Generally not enough time to read a book!

The reason for today’s post is if you have been following me on Facebook, you’ll know that I have just had a colonoscopy  done, as I have a family history with bowel cancer. Dad has had two bouts of it, and his sister has had one, and both have colostomies due to their cancers.

I had my first colonoscopy seven years ago, soon after dad has fought through his first bout of cancer, at the suggestion of his surgeon. Generally Doctor’s will tell you you don’t need to start this process until you are fifty, but the good ones will actually start you earlier if you have a family history of bowel cancer. If your GP does not suggest it, don’t be scared to ask them for a referral to get one done, I had to when I was forty, it took a little convincing of my GP at the time.

So what is a colonoscopy? Well basically, it is the procedure of putting a camera up your bum, and looking  at your internal bowel walls, and determining if there are any nasties up there. Now I don’t mean car keys, hamsters or aliens, but polyps or cancers. For polyps they will remove them straight away, (provided you have given them the consent prior to the colonoscopy!), and for nastier issues, they may have to make a decision to operate later.

This could hurt a little….

They don’t use a camera this size of course, but it is great fun to tease people a little, or worry them possibly, that they will! The camera is a very small unit on a flexible elongated tube that can travel the entire distance of your colon, or large intestine. How far’s that? I’m not too sure, but I picture it working a little like a drain snake!!!
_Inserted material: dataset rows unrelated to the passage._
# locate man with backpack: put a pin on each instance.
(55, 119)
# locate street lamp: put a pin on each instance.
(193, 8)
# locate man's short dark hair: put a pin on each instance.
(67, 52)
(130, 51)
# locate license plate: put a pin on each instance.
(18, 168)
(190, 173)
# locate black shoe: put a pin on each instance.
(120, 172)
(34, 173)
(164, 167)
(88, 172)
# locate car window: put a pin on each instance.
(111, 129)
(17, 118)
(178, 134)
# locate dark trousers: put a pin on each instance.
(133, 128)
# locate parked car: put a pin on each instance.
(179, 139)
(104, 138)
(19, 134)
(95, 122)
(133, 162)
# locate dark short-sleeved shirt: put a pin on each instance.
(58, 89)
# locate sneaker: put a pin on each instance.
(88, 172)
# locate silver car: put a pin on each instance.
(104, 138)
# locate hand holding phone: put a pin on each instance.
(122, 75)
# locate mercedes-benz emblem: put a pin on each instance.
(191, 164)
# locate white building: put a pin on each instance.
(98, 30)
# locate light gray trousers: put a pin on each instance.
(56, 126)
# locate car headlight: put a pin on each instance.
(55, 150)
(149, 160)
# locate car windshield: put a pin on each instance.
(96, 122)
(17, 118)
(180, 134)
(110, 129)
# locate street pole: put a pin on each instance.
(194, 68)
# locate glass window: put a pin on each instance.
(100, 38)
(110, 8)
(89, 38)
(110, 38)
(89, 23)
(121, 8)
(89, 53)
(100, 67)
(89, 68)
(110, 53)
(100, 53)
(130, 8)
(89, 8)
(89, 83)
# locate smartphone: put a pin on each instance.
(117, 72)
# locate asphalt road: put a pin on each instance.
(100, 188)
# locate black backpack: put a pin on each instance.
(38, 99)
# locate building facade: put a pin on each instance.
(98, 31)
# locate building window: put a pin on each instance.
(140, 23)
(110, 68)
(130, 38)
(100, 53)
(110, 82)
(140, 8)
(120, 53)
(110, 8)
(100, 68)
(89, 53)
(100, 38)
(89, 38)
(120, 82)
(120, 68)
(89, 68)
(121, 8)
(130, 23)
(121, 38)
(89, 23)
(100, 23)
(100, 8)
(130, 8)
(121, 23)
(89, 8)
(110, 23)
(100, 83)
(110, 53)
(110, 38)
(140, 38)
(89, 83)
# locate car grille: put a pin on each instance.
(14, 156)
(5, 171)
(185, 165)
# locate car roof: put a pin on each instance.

The advantage of a colonoscopy is that it is the most completing screening you can have of your internal bowel walls. The procedure itself is painless, well apart from the fact that you may feel a small prick at first. By this I mean from the anesthetist as he preps you for the procedure! The nurses get you to hop up on the operating table on your back at first, and the anesthetist gives you a sedative, that by the time you’ve rolled onto your side for them, has taken effect, and you’re asleep!

You wake up in recovery, where they check you out and make sure you have no issues or reactions to the anesthetic, and in my case, the surgeon came and spoke to me as soon as I was awake about what they found, which thankfully was nothing. Other surgeons may wait until you are in recovery, but this can mean that you have to hang around even longer in recovery, waiting for the surgeon to be free!

So the procedure itself really is quite simple, pain free, and over fairly quickly! The “difficult” part is the preparation for it! My surgeon sends out his instructions to you on what they want done prior to the procedure, because they need to have a clear field of vision up there, so you have to be empty!

My colonoscopy was on Wednesday, so my preparation actually started Monday, with diet modifications. Basically you have to cut out just about everything you like, so breakfast was some dry white toast with soft boiled eggs, lunch was some plain white bread with more boiled eggs! Tea was some boiled chicken, (hatched eggs!), with some peeled well boiled potato and pumpkin! I stopped all milk Monday too, so tea and coffee was black, and no sugar! Tuesday is no solid food at all, so I could have clear broth, sugar free jelly, water, clear juices etc. An exciting diet, but not the most exciting part of the day!

Tuesday I also had to start emptying the house! So at 8am I started with my first dose of Picolax, which contains two extremely effective laxatives, designed to cleanse the bowel prior to the procedure. Picolax is a great product, as it is a simple drink to take, being a powder that you mix into a glass of water. There are other treatments that require you to drink mass volumes of liquid at the same time, which can be extremely difficult to do! Picolax takes effect within about an hour of taking it, and boy, does it work!

To maximise the benefit of it, you have to make sure you drink at least a glass of water every hour, if not, even more! The more fluids you drink, the softer your stools will be, therefore easier to pass!!! And when you are emptying house, you want it to pass easy! My second dose was at 5:00pm, and was the same easy process as the first dose, and just required me to keep my fluid intake up, and my pants down!  I’m not sure if it was just me, but the Picolax effects did not really completely pass until Thursday morning, so I am glad I took Thursday off too!

Whilst it felt like I was going to end up looking like this, I really didn’t!!

So what’s the downside to a colonoscopy? Well, I guess it takes a couple of days out of your week, but if they do find something nasty, it could save you years in your life! Another downside that we discovered in my family, and a point that I have repeated above, is it is only an internal bowel wall scan. Dad’s first cancer was colorectal, which means it was pretty close to the anus, so neither the sigmoidascope nor the colonoscopy returned any cancer results, and his second was external to the bowel, so whilst strangling the bowel, was not visible on the colonoscopy either. Other than that though, the procedure has been extremely successful in the early detection of bowel cancer.

Would I do it again? Yes, but not for another five years! As I have a family history of cancer, I have to go every five years, the “normal” interval is ten years for people with no family history.

So whilst not a cycling post, it’s certainly a post that means I will be able to keep on cycling for a while longer still!